Membangun Negara Dari Keluarga

02-04-2013 / KOMISI VIII

Awal 2013, kekerasan pada anak terutama kejahatan seksual  terjadi secara beruntun. Mulai dari siswi SD yang meninggal dunia, bocah 5 tahun disodomi, hingga terakhir siswi SMA yang dilecehkan gurunya. Kasus-kasus ini tentu membuat kita miris. Keluarga dan masyarakat harus waspada, karena pelaku bisa saja adalah orang-orang terdekat.

Meningkatkannya kasus kejahatan seksual terhadap anak, membuat Komnas Perlindungan Anak (Komnas PA) menetapkan tahun 2013 merupakan tahun Darurat Nasional Kejahatan Seksual terhadap anak

Anggota Komisi VIII DPR RI, Ali Maschan Moesa menilai  istilah tersebut tidak terlalu penting, namun bagaimana Komnas PA bisa melakukan aksi dan proaksi. “Justru kita pertanyakan mengenai darurat tersebut, kalau dikatakan darurat namun aksinya tidak ada kan menjadi tidak bermakna”, katanya.

UU tentang Perlindungan Anak  sendiri sudah ada, menurutnya, tinggal  sekarang  bagaimana eksekutornya yaitu  Komisi Perlindungan Anak Indonesia (KPAI).  KPAI tidak bisa sendirian harus berjalan dengan stakeholder yang lain.
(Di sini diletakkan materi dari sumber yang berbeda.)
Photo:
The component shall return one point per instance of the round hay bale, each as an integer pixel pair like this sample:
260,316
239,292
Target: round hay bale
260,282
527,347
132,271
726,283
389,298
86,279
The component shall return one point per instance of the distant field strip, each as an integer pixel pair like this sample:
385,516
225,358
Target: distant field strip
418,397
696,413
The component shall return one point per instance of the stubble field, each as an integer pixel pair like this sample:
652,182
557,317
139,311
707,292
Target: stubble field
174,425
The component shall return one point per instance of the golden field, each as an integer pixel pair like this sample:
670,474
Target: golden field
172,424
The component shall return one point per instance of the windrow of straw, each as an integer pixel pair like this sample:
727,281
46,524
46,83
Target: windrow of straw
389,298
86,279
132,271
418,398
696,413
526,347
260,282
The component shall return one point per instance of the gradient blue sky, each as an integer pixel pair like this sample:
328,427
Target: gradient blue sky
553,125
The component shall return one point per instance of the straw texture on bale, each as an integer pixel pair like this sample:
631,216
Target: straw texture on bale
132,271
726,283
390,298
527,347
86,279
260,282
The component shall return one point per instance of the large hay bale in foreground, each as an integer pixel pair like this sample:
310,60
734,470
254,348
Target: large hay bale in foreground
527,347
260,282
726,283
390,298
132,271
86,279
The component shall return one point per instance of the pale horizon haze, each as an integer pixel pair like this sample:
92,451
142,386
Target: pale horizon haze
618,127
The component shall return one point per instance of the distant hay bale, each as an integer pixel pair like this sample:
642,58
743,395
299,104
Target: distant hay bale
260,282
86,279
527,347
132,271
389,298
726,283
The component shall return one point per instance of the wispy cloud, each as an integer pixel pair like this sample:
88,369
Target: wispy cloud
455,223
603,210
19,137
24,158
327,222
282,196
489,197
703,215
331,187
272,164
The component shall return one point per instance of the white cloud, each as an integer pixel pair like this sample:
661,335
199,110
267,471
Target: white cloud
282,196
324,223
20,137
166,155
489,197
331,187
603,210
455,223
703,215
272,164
Melihat fenomena meningkatnya kekerasan pada anak sendiri, Ali Maschan menyatakan, bahwa menurutnya KPAI sebenarnya sudah overload pekerjaannya. KPAI  harus menjalin kerjasama  dengan lembaga-lembaga terkait seperti Kementerian Agama dan Kementerian Koordinator Kesejahteraan RakyatKarena menurut penilaiannya hal itu yang belum dilakukan.

“Saya kira seeing is learning, tidak seperti membaca, reading is reading begitu, jadi apa yang dilihat anak sekarang itu yah memang kekerasan seperti melihat TV, jadi contoh-contoh kekerasan yang dilihat anak, dan anak belum mampu memfilter itu baik atau tidak, anak-anak kan jiwanya masih labil, dan disinilah pentingnya peran keluarga, karena soal keluarga nomer satu”, papar politisi dari Fraksi PKB.

Jadi  menurutnyauntuk membentengi anak, tetap nomer satu adalah keluarga. Kemudian  menteri agama dan  menteri pemberdayaan perempuan, diminta lebih proaktif.  “KPAI sendiri tidak begitu  bisa menyelesaikan, kita tahu sendirilah power dari KPAI, melawan Komnas PA saja masih kalah pamor kok, tapi disinilah tantangannya bagaimana mereka menjalin kemitraan, nah kalau DPR kan hanya menyetujui anggaran, kebijakannya harus begini, UU nya harus begini, kan sudah, nah regulatornya ini mereka yang harus proaktif,” jelasnya.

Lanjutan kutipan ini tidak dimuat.